Revit and automated rebar
(Atkins 2006-8) Led implementation in Atkins’ Indian offshoring team.
Battersea Power Station Development
(Arup 2001-4) Early adopter of Rhino as a visualisation and optimisation tool.
Miller Park, Milwaukee, USA
(Arup 1997-8) Generative design and optimisation, iteratively linking model outputs, with direct output into drawings.
Canary Wharf Station, Jubilee Line
(Arup 1991-96) Linkage of complex geometry and analysis.
UK’s first civil graduate trained on CAD (Arup 1986)
Joined the UK’s first CAD-based building design team working on Broadgate and Stockley Park.
Nuclear
Sizewell C, EDF/NNB
(LOR 2018-19) Project Technical Leader during the Basic Design phase of the enabling works (circa £2.5 billion). John assisted EDF to define the scope of the design team tender documents and was part of the interview and assessment team. He onboarded the LOR Early Contractor Involvement team and attended regular workshops at Hinkley Point C to ensure knowledge transfer occurred.
Small Modular Reactors, Rolls Royce
(LOR 2017-18) Reviewed the modularity and constructability strategy proposed and assisted Rolls Royce define their BIM requirements.
UBattery, Urenco
(LOR 2016-17) Developed a modularity and constructability strategy for this micro-SMR. John supported Urenco at meetings with BEIS during the funding review.

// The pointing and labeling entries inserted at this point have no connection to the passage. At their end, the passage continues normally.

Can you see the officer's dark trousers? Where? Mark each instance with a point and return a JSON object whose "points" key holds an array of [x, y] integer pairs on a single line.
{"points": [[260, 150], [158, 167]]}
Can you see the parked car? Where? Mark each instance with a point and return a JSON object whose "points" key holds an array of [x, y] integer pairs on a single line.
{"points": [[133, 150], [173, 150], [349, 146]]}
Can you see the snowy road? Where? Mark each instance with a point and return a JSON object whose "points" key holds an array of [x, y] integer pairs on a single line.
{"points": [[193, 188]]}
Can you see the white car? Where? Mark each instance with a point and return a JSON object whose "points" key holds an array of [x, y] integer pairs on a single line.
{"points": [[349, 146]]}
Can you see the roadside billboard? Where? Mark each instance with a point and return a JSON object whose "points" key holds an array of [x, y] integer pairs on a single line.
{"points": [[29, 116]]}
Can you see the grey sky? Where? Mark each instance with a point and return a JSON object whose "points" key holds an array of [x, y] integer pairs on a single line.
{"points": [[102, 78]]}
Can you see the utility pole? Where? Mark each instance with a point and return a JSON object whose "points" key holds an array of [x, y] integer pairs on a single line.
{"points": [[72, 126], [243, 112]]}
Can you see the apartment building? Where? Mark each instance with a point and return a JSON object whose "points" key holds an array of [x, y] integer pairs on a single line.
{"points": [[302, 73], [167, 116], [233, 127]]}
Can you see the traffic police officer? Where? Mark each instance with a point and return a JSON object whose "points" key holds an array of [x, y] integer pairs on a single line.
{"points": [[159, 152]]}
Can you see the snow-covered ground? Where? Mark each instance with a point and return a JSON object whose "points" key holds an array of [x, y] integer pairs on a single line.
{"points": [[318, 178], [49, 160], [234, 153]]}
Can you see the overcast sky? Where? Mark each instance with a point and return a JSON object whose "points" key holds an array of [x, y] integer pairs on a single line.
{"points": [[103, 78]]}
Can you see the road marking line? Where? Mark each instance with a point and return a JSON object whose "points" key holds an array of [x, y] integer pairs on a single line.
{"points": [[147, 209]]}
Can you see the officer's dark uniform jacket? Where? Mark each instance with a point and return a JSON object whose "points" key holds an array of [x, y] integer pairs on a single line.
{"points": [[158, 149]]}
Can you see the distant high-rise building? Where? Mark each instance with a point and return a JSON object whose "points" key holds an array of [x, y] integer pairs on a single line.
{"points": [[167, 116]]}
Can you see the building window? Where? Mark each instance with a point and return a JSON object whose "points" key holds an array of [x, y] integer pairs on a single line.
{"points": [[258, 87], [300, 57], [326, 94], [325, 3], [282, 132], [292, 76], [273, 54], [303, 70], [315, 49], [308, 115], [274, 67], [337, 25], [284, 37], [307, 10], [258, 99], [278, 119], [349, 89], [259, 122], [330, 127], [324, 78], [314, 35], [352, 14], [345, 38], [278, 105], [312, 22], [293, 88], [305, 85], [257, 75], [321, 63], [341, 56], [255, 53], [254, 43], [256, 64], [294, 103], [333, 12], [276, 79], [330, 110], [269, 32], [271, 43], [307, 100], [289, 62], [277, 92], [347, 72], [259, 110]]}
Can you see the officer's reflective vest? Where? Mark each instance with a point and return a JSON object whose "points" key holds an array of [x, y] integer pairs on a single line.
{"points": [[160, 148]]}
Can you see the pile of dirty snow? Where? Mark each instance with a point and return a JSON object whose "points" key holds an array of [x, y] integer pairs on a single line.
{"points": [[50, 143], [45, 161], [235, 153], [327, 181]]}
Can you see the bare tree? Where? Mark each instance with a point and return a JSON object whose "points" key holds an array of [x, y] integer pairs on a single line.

Geological Disposal Facility, NDA
(Atkins 2013-14) Led the creation of the first 4D BIM model for this project, linking the UK’s nuclear waste inventory with the 120-year construction schedule.
Mensa, AWE
(Atkins 2013)
Led an onsite inspection team during delivery of the UK’s first Class nuclear new build for a generation. John was responsible for the approval of deviations and design change with the ONR.
Mensa, AWE
(Atkins 2012-13) John gained approval from the ONR for significant changes required by a building services redesign. The changes had threatened to delay construction, but the workflow developed prevented this happening.
Pegasus, AWE
(Atkins 2012) Gained approval from AWE and the ONR a changed design for the suspended floor across one building. This eliminated complexity and reduced future maintenance and simplified construction.